Guidance. Asking to hear and to trust that you have a source of inner wisdom. So hopefully people will read the book and come away with more autonomy, and more resilience.

A lot of what you have put into the world are these sort of ritualistic behaviors—every morning, Morning Pages; every Sunday, Artists Walk. I have these silly rituals when I write, like, I’ll light the same candle, or the same incense. But I also get this other advice that you should be able to write without the rituals. That they can hold us back.

Well, I think this is where Morning Pages come in, because you write them anywhere, anytime, any place, about anything. What Morning Pages do is they miniaturize the authoritarian critic. And they’re a portable skill. The negative critic is no longer a huge ogre. It’s more like a wee, piping cartoon voice. And then when you go to step onstage, and your critic says, “You’re not going to be any good,” you’ve trained it. You’re going to do it anyway.

“The Artist’s Way” has become almost a status symbol. Some celebrities are like, “Look, I’m doing this!” Is that strange to you?

I think celebrity is a very lonely place. And I think that “The Artist’s Way” is a comfort because it reminds people of what got them into creativity in the first place. The Morning Pages practice is a sort of loving witness. And you can say to the pages, “I feel frightened. I feel vulnerable. I feel unready to step forward.” And it’s as if the pages say to you, “Sweetheart, it’s going to be all right.”

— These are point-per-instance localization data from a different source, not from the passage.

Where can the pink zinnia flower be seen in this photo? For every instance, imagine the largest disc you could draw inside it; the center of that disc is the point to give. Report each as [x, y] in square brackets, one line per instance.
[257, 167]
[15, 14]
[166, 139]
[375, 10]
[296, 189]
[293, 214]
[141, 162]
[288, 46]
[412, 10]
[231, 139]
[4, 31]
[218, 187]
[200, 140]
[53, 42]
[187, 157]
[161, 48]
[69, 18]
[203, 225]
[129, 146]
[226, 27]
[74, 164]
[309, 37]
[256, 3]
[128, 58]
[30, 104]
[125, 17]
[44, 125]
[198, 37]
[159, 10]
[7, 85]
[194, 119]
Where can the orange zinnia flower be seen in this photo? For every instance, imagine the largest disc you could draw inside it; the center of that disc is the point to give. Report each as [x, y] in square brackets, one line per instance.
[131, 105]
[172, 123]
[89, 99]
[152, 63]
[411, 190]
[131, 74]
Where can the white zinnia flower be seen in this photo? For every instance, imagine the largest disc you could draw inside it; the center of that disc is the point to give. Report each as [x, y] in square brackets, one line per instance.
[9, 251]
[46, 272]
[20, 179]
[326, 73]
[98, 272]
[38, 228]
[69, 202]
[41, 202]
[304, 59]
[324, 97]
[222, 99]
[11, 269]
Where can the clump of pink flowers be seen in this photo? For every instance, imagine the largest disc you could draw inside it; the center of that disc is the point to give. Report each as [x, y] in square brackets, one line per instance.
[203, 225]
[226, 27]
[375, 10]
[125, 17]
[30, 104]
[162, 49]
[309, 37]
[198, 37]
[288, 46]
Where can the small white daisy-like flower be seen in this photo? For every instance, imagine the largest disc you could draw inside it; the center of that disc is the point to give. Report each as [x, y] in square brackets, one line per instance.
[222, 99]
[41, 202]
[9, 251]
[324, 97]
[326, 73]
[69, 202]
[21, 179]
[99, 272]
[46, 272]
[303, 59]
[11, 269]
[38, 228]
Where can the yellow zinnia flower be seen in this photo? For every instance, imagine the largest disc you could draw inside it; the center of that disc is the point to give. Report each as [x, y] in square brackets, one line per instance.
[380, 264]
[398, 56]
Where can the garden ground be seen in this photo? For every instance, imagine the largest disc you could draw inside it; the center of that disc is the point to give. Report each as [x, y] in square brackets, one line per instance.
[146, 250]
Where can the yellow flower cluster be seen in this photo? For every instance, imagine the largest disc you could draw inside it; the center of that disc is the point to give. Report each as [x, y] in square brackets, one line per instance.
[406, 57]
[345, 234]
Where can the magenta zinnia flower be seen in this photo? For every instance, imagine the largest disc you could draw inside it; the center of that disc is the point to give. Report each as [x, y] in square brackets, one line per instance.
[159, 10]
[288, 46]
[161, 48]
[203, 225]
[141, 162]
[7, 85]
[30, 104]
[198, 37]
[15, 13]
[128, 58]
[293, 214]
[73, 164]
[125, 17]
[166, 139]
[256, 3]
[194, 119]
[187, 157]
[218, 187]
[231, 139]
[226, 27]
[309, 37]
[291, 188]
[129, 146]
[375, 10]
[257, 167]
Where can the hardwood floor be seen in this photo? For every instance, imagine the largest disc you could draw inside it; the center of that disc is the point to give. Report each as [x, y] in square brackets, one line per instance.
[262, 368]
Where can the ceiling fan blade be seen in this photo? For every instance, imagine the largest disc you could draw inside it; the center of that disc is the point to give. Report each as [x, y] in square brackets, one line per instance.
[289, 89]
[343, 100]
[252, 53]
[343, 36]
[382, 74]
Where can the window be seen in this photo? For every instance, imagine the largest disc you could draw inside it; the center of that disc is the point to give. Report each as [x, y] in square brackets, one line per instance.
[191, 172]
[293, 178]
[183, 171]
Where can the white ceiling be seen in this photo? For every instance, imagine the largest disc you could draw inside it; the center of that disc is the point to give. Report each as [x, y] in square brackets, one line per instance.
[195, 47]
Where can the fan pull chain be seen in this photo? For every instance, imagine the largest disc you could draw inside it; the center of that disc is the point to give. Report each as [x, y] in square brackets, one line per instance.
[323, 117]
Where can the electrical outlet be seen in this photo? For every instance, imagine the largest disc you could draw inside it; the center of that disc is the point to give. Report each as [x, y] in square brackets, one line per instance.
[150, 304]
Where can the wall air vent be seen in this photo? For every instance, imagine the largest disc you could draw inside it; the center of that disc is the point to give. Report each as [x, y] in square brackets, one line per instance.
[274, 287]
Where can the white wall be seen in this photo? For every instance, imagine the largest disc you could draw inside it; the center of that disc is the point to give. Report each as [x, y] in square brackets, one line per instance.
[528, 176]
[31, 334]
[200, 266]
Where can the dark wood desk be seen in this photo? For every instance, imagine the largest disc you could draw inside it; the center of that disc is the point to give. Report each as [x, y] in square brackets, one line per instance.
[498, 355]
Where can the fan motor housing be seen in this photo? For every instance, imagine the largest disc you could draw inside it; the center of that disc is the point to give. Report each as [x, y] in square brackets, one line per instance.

There seems to be a real connection now between creativity and content—like, every creative thought that happens can be mined for some purpose. How do you see “The Artist’s Way” in conversation with the current push to broadcast every creative idea?

I don’t know how to answer that question. I feel like, when I wrote “The Artist’s Way,” I thought I was writing it for about ten people who are my close friends. I think we live in a culture that glorifies what you would call monetizing things. I think that people who do “The Artist’s Way” sort of wake up to the joy of creation. And, hopefully, the joy of creation is something that does carry over to the marketplace. I think that, when we talk about things being monetized, we’re sort of missing the boat. The point is sharing, and I think people are after recognition more than money.